With German Prime Minister Angela Merkel

With German Prime Minister Angela Merkel

In 2015, Pope Francis presented the Laudato Si, the first encyclical letter (the official letter from the Pope) in history to address environmental issues. In this letter, Pope Francis mentioned global warming. Professor Schellnhuber contributed to the creation of this letter as a scientist. Immediately before COP21, at which the Paris Agreement was agreed, this message from the supreme authority of the Catholic Church had a significant influence on people.
Professor Schellnhuber thought it was lucky for him to be able to discuss his ideas with these influential people.

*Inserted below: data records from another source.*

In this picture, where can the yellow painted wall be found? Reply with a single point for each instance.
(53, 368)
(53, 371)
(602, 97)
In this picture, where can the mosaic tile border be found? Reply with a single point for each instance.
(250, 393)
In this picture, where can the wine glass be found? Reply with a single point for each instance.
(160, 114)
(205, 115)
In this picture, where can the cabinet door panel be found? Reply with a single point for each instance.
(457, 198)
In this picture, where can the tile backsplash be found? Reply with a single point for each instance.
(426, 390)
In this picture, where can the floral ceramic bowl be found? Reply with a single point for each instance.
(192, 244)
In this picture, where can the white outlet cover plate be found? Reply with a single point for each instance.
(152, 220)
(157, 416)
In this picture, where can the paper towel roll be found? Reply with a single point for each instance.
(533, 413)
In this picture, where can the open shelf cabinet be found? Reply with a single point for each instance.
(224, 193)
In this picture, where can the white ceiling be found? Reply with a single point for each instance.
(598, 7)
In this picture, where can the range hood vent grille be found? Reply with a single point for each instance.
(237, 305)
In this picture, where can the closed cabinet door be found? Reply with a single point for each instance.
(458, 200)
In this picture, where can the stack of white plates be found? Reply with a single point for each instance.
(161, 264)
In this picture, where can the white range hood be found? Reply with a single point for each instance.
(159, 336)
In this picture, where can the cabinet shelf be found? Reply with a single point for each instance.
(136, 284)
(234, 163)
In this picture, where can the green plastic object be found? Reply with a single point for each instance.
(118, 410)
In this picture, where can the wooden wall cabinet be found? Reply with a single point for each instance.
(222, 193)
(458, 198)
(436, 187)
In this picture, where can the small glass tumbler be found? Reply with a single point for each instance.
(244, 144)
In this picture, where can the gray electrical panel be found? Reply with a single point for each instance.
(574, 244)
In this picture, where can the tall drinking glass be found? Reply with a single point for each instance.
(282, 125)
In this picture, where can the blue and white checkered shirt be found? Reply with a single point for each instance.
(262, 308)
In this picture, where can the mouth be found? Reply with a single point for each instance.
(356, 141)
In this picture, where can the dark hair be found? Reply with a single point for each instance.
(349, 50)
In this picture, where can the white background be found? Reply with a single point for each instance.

The Paris Agreement, and...

His studies and approaches changed the public's awareness of global warming countermeasures over 20 years. And finally, the Paris Agreement was presented at COP21 in 2015. Member countries promised to achieve the 2-degree C target together.

However, this is not the end. We just reached the starting point in addressing various environmental issues.
Carbon dioxide emissions have been increasing. Although the target is 2 degrees C, the average temperature has already increased by 1 degree C compared with that before the industrial revolution. During the past 20 years, the environment has significantly deteriorated. If we continue discharging carbon dioxide at the current level, the temperature will continue to rise.
According to the calculation, it would be difficult to meet the 2-degree target without decreasing carbon dioxide emissions by 2020 and achieving zero emissions by the latter half of the 21st century.

What should we do to prevent this? The remaining global carbon budget is about 600 billion tons. Professor Schellnhuber pointed out that we need to use this wisely. We need to fundamentally shift our social structure away from dependence on fossil fuel to something else in order to reduce carbon dioxide emissions to within the acceptable range.
He says that this all depends on individual decisions. People need to try hard to do things that restrain carbon dioxide emissions in their day-to-day lives. For example, when we go shopping, we should choose products whose manufacture reduces carbon dioxide emissions. Manufacturers also need to change their systems.
It is also important to support leaders who are actively working on global warming countermeasures. Professor Schellnhuber suggests that everyone think about this during elections. He is dreaming about a world in which individuals make proper decisions regarding carbon dioxide emissions and in which individual movement will lead to social activity.

Mission as a scientist

As is stated above, Professor Schellnhuber has not only carried out research as a scientist, but has also tried hard to provide his results to the world. He has worked in cooperation with influential people and has contributed through political activity as well.

While he realizes some disagree with the idea that a scientist should be involved in such activities, he believes it is important. During World War II, scientists took the attitude that they were not responsible for how the results of their research were used. They did not take responsibility even if their research was used to create weapons of mass destruction.

Professor Schellnhuber believes that such attitude is far from correct and is a sin. Scientists know the meaning of their research more than anyone else, so they cannot be free from responsibility for its impact on society. He believes that it is the mission of scientists to become politically involved when necessary to help the world understand the dangers of misuse as Einstein did after World War II.

One of his works

One of his works

Professor Schellnhuber is sometimes stressed out, but his 9-year-old son always cheers him up. This little boy encourages him to move forward to solve problems for the future.
Professor Schellnhuber thinks his generation received a lot of benefits and opportunities, and that they also need to ensure that the next generation has the same benefits and opportunities. This does not necessarily mean improving the situation. It means not allowing it to worsen. While understanding that this is quite difficult, he believes that he has the obligation to try his best.